It’s Time to Take Trump’s Disqualification From the Presidency Seriously



While state election officials’ decisions will be important, the legal challenges mean that the Supreme Court will ultimately decide whether Trump is disqualified from running for president again. It is impossible to predict how the justices would decide such a case because it is such a novel question for them to address. Like so many things about Trump’s voyage in public life, this one is constitutionally uncharted waters.

CREW’s lawsuit highlighted a case that shows just how little we know about what the court will do. Of the court’s nine members, for example, only Justice Neil Gorsuch has been involved in a case about presidential candidates’ qualifications. While serving on the Tenth Circuit Court of Appeals in 2012, then-Judge Gorsuch was part of a three-member panel in Hassan v. Colorado. The plaintiff, Abdul Karim Hassan, was a prospective fringe presidential candidate who argued that he had been unlawfully kept off the ballot. While Colorado argued that he was ineligible because he was a naturalized citizen, Hassan argued that the natural-born citizen requirement had been superseded by the Fourteenth Amendment’s Citizenship Clause.
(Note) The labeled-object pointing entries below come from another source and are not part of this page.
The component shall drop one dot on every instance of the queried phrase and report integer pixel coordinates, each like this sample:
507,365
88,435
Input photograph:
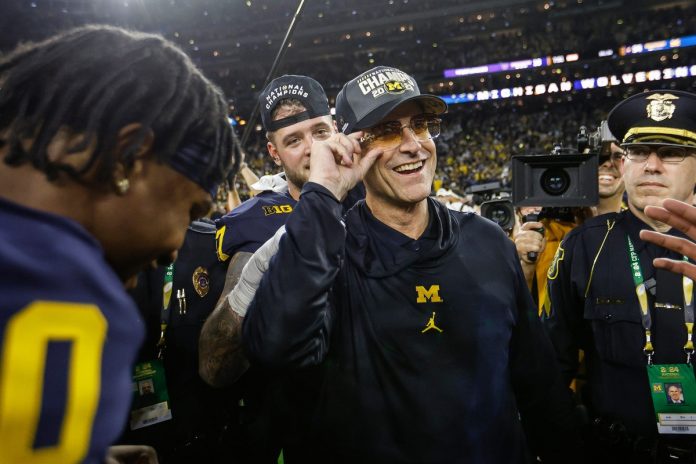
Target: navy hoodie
429,350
Gorsuch, along with his two colleagues, disagreed. His short, two-paragraph opinion deferred largely to the lower court’s reasoning and analysis. Gorsuch and his colleague only sought to emphasize that “a state’s legitimate interest in protecting the integrity and practical functioning of the political process permits it to exclude from the ballot candidates who are constitutionally prohibited from assuming office.” Since this case involved a far more settled aspect of presidential qualifications, however, it tells us nothing about how Gorsuch might ultimately vote on a novel Section 3 claim against Trump.